Die „Bundespräsidenten-Partei“ im Sommerinterview des ZDF
Der letztverbliebene Repräsentant einer vom Wähler verhinderten schwarz-gelben Koalition, Bundespräsident Köhler wird, wie das ZDF schreibt, „nicht müde die Große Koalition zu kritisieren“.
Die Regierung solle sich „auf das Wesentliche“ und „auf die Sachprobleme konzentrieren und nicht schon wieder Ablenkungsmanöver, Zeit gewinnen und Ressourcen binden in politischen Sandkastenspielen.”

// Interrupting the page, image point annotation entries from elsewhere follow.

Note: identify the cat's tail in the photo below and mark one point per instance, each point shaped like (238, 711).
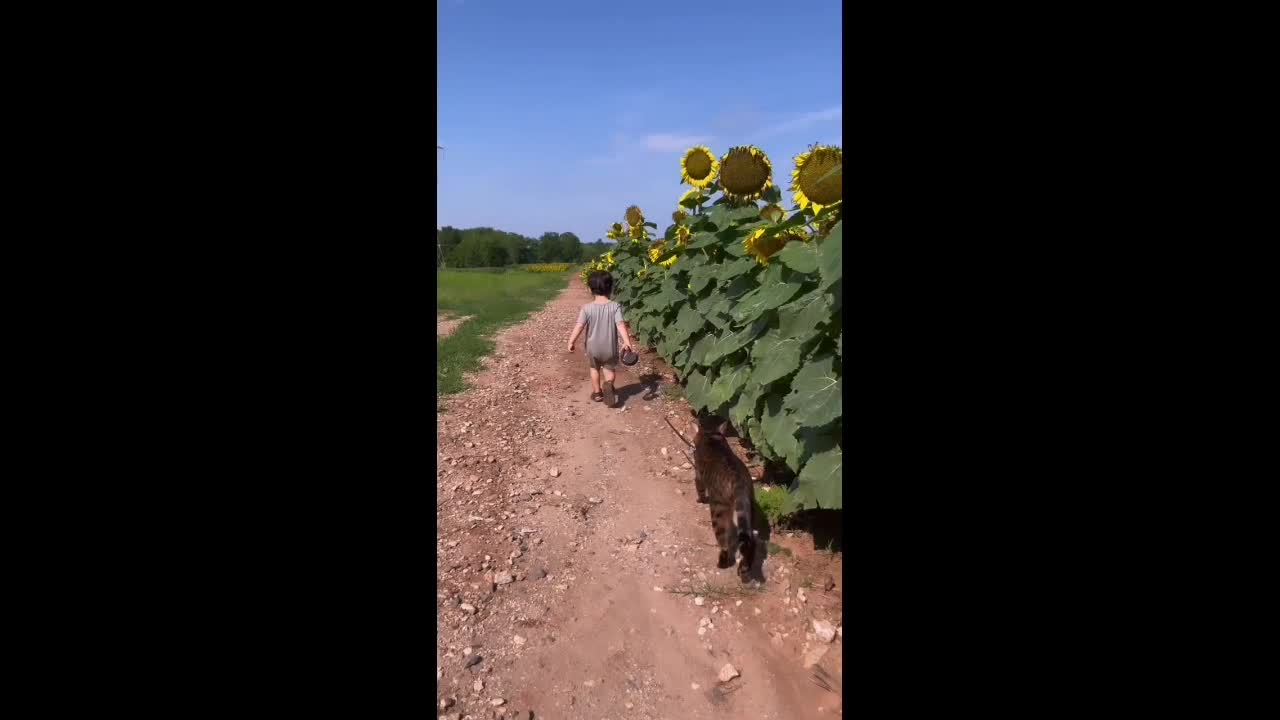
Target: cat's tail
(745, 540)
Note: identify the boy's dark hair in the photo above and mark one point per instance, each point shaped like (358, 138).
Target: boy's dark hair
(600, 283)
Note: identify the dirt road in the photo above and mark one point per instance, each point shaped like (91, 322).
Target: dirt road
(577, 574)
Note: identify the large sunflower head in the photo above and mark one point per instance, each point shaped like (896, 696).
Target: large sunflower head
(814, 182)
(763, 245)
(745, 173)
(698, 167)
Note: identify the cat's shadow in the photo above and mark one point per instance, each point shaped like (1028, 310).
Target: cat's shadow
(760, 524)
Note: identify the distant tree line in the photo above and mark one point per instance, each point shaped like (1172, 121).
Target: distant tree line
(487, 247)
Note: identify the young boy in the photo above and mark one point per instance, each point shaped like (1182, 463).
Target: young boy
(603, 322)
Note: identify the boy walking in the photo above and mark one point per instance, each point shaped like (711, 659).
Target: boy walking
(603, 322)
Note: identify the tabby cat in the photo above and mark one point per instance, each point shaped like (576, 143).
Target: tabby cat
(723, 483)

Ganz typisch für Ideologen stellt er seinen „ökonomischen Sachverstand“ über die „Parteigrenzen“, ja sogar über „wirtschaftspolitisch unterschiedliche Theorien“. Föderalismusreform, Rentenalter ab 67 schön und gut, aber hätten wir den Ruck, den Roman Herzog verlangt hat, ernsthafter und entschlossener umgesetzt, „wären wir weiter“. Wir lebten „ernsthaft von der Substanz“ und könnten uns „keine Verzögerung leisten“, die „großen Themen“ würden aber nicht entschlossen genug angepackt. Und dann natürlich immer wieder seine Allerweltsformel: „Vorfahrt für Arbeit“.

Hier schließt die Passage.